Creative Nonfiction is notoriously difficult to define as it’s neither straight-up nonfiction nor true fiction. I tell my students that at its true essence, Creative Nonfiction is story-telling. It has to be true and believable but with elements of surprise and other fiction-esque elements that make it compelling and engaging in its own right. Done well, most people would say that it’s nonfiction that reads like fiction.
During the strange, masked, socially distanced (as best we could) semester of Fall 2020, the two classes had the gift of meeting once a week in person and met in designated writing groups to critique each other’s work once a week. We read a story of the week, pulled out a critical element of the piece and practiced writing it. The result of the entire term was a fully fleshed out piece of creative nonfiction that had been through multiple edits. The students all worked hard, engaged in study and discussion about the pieces and the construction of them, as well as being committed to helping each other produce their personal best work. I have never seen two groups of students as dedicated to classroom community as I did that semester.

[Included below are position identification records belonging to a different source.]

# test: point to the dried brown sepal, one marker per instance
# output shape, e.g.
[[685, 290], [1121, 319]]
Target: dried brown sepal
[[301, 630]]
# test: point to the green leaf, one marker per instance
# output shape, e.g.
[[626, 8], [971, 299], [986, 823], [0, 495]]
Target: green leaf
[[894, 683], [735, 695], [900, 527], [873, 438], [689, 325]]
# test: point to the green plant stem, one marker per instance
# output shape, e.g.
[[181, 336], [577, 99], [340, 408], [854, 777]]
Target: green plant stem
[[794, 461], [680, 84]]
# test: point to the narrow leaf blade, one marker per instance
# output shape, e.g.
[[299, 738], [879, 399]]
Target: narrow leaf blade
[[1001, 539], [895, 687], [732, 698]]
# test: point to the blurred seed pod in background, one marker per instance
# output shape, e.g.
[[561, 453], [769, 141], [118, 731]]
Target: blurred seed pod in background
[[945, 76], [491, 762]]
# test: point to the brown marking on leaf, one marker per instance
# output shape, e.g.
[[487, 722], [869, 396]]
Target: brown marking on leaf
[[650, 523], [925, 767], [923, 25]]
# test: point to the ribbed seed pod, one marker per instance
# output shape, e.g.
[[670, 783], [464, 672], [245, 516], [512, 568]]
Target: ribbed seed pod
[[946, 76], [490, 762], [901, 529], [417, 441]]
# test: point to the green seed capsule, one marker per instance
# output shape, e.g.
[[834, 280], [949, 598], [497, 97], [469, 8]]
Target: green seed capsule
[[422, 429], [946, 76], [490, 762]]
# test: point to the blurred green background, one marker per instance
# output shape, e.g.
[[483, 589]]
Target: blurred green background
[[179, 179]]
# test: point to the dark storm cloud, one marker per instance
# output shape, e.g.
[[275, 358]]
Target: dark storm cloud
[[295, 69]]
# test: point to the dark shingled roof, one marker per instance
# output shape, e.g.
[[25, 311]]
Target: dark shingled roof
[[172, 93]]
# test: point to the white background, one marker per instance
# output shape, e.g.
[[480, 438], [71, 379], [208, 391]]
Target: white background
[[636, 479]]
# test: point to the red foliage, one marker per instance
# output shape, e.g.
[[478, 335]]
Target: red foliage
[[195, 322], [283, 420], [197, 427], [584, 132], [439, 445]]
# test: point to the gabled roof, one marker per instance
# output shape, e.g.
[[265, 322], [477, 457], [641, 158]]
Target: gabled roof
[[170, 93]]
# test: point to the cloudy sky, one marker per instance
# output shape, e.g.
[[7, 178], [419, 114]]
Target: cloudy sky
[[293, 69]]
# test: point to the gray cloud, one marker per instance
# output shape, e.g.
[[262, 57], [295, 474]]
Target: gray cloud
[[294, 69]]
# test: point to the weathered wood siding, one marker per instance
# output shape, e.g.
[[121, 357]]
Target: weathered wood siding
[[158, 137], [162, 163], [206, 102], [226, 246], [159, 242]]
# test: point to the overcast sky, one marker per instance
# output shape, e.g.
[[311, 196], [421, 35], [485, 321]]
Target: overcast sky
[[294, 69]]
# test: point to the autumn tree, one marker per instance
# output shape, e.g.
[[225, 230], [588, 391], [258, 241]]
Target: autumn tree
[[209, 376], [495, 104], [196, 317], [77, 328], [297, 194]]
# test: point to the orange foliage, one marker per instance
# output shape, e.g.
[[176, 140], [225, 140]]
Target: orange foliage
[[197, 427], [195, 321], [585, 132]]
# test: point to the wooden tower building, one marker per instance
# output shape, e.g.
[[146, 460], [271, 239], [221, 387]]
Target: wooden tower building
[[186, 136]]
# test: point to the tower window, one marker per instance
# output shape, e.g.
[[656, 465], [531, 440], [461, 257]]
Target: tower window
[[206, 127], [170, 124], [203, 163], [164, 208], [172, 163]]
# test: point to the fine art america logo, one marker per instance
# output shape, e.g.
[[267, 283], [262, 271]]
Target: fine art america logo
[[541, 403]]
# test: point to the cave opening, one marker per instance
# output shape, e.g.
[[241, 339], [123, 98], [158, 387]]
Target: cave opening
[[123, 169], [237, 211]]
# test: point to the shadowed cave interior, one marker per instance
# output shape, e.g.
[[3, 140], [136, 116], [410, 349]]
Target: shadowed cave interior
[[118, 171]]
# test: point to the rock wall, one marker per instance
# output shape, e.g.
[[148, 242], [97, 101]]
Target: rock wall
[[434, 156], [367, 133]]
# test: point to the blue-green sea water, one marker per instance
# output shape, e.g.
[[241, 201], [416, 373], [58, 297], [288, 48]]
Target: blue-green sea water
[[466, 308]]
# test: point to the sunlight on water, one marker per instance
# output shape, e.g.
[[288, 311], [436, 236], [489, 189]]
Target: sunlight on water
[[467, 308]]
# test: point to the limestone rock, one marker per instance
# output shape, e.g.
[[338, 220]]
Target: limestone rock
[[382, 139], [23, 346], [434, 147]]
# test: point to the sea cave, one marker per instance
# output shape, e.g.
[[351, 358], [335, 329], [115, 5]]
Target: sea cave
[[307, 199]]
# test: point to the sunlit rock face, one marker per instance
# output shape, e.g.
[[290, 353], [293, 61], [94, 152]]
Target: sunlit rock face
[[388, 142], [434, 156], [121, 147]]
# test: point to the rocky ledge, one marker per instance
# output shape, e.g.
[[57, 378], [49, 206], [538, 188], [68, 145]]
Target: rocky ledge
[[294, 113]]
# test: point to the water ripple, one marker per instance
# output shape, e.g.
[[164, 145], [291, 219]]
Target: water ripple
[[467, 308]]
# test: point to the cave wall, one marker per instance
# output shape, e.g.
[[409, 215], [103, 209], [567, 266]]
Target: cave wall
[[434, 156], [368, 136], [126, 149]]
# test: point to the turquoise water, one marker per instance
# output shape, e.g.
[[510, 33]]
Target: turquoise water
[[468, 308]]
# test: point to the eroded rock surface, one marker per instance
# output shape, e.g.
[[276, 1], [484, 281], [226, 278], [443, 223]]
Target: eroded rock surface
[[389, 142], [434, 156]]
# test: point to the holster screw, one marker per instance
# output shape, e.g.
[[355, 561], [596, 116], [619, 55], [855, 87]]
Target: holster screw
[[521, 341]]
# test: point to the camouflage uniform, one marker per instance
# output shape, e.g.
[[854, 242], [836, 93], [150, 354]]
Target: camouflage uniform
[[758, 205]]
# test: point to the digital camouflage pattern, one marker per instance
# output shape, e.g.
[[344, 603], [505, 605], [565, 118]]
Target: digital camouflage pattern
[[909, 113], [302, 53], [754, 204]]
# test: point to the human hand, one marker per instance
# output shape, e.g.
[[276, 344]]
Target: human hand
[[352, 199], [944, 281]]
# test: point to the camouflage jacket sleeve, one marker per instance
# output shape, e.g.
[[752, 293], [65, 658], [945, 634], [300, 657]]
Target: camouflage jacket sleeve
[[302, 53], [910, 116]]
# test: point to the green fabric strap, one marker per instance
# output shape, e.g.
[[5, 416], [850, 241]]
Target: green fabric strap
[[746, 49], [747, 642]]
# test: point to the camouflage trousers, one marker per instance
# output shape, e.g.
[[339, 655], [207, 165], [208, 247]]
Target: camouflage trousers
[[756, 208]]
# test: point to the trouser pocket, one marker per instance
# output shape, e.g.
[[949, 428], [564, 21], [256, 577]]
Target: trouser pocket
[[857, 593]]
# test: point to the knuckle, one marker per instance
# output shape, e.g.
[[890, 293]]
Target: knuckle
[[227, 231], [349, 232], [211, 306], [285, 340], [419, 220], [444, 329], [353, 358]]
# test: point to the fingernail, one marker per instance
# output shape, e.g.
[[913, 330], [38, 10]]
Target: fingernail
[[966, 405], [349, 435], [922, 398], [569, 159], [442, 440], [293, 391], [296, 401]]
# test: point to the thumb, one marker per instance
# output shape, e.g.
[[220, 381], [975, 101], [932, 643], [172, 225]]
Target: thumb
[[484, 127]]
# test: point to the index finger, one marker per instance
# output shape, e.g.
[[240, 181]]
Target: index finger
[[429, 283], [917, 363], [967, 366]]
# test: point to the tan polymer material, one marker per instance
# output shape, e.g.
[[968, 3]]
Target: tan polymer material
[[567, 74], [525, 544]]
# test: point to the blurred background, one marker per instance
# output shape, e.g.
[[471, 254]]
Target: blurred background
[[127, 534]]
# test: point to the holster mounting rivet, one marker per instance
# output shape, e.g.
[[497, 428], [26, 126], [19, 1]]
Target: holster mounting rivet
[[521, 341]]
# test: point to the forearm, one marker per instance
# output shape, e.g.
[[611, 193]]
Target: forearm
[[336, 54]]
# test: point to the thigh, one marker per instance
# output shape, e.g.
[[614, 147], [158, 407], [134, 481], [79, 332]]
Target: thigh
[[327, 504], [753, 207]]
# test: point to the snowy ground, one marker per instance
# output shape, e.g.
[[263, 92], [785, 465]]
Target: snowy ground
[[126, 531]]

The Fall of 2020 will go down as one of the oddest times in university history and I’m happy to report that none of my students fell ill viii introduction and we all supported each other through the most difficult of times. These students are to be commended for their drive and perseverance in the face of great uncertainty and fear for the future. Class discussions were bright and lively and the work they produced was shining with promise. I think we were all holding on to each other a little bit in order to grab a tiny inch of something that was nearnormal while we had the chance.
With that, I give you some of the best work produced by the two classes and I hope you will appreciate not only what is on the page, but the care and drive with which it was produced, in the most unusual of circumstances. I am so very proud of these young people.